BluMail striving to support education, development

BluMail, a gateway for global email, education, networking, jobs and entrepreneurship, is providing a platform through the Internet to its clientele to contribute towards the development of their countries. A statement signed by Dr Sarah MacCue, Founder and Board Chair of BluMail, United States, said her outfit would provide free email accounts, educational content focused on conflict resolution, early childhood education, entrepreneurship and the environment. BluMail will also cover areas such as healthy lifestyles, human rights, religious understanding, women's empowerment and youth leadership. The statement said the facility would make available "National Geographic Photo of the Day, Top World Websites, Read/Share a Story Networking Platform for Intercultural Understanding, Write about Your Life, What Do YOU Think? Survey Platform, One Stop Portal for Entrepreneurship, Buy/Sell Product, Mentor to Mentee Matching, Daily Educational Message to Cell Phones, Email Accounts and Post/Find a Job". It indicated that operators of the facility are expected to deal with 2.5 million users each year. By 2015 it is estimated that BluMail would reach 15 million users with an exponential growth totalling more than 100 million users.

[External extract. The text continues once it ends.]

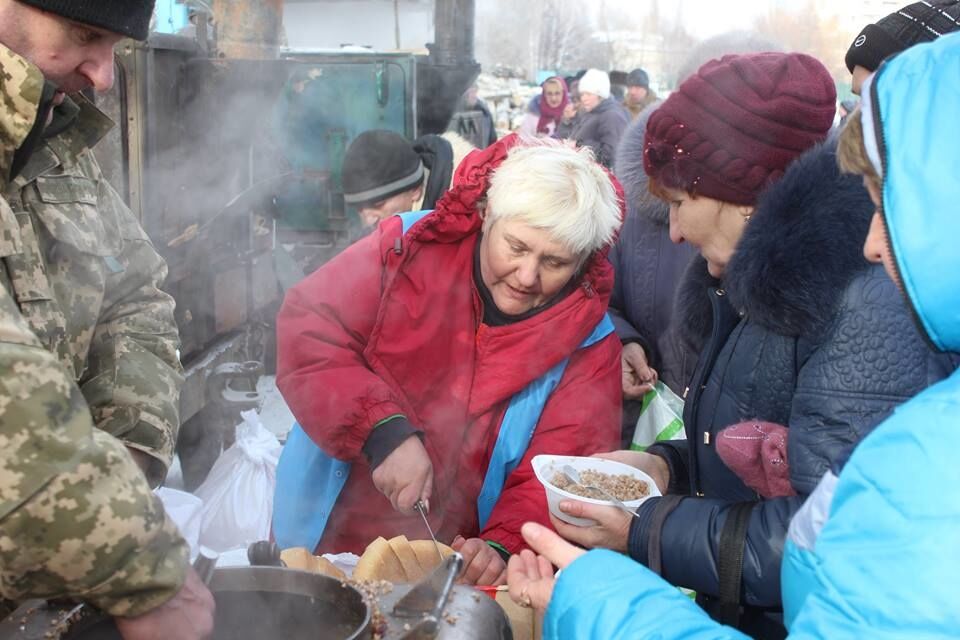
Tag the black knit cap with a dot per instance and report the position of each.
(380, 164)
(913, 24)
(638, 78)
(130, 18)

The statement said BluMail targeted a large global population, and at the end of 2008, six per cent had access to the Internet in Africa; 18 per cent in Asia; 23 per cent in the Middle East; 30 per cent in Latin America and 24 per cent average worldwide. It said operators of the facility had expressed satisfaction that the International Telecommunications Union had estimated that there would be a 10 per cent average annual growth rate in these regions. The statement said BluMail had, therefore, realised that as millions gain Internet access in the next decade, the opportunity to educate and inform the public would be unprecedented. It said "operators of the BluMail has observed that the target users were youth in developing countries with new and limited Internet connectivity, basic fourth to sixth grade literacy, and limited English language skills, estimated at about 2 billion in the world."